Entre 1982 e 1998, o Grande ABC perdeu participação relativa de 17,5% no ICMS repassado pelo governo do Estado. Se o índice por si só provoca inquietação, o acréscimo populacional no período projeta as perdas para 48% por habitante em menos de duas décadas.
A origem dos estilhaços econômicos de reflexos sociais está no Valor Adicionado, cuja formulação é prevalecente no ICMS, com 76% de participação na definição dos índices. Valor Adicionado é a diferença de valor entre a saída e a entrada de mercadorias, serviços de transportes e de comunicação. O peso da indústria é vital porque é a atividade que gera mais riquezas e agrega mais valor à economia.
O Índice de Participação do Grande ABC no conjunto de distribuição do ICMS do Estado é de 10,1680%, contra 11,2099% do ano passado. A diferença representa 9,07% de declínio. Considerando-se que o PIB paulista no conjunto da Federação é de US$ 284 bilhões, o PIB do Grande ABC atinge US$ 29 bilhões, ou 2,6% do PIB brasileiro.

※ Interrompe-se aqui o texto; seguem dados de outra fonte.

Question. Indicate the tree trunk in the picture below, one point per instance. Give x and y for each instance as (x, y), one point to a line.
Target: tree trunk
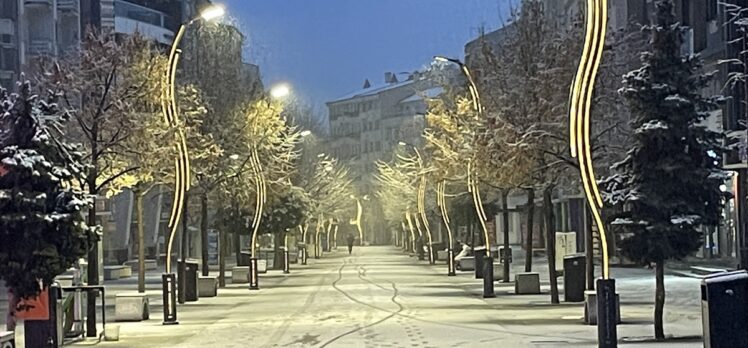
(588, 250)
(222, 258)
(205, 270)
(550, 241)
(659, 299)
(505, 226)
(141, 241)
(278, 251)
(93, 251)
(530, 222)
(183, 250)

São Bernardo acusa queda de 8,7% numa comparação ponta a ponta entre 1982 e 1998, já que de 4,9163% recuou para 4,2941%. Também nesse caso os dois períodos opõem situações distintas, já que no início dos anos 80 o País vivia em pânico por causa da crise internacional de petróleo, contra cenário de produção intensa do setor automotivo nos primeiros oito meses do ano passado.
Santo André, menos dependente de sucessos e insucessos do setor automotivo, é o Município do Grande ABC que mais sofreu com a descentralização da matriz industrial: ao baixar de 3,1540% registrados em 1982 para 1,6146% no ano passado, acusou queda de 55%.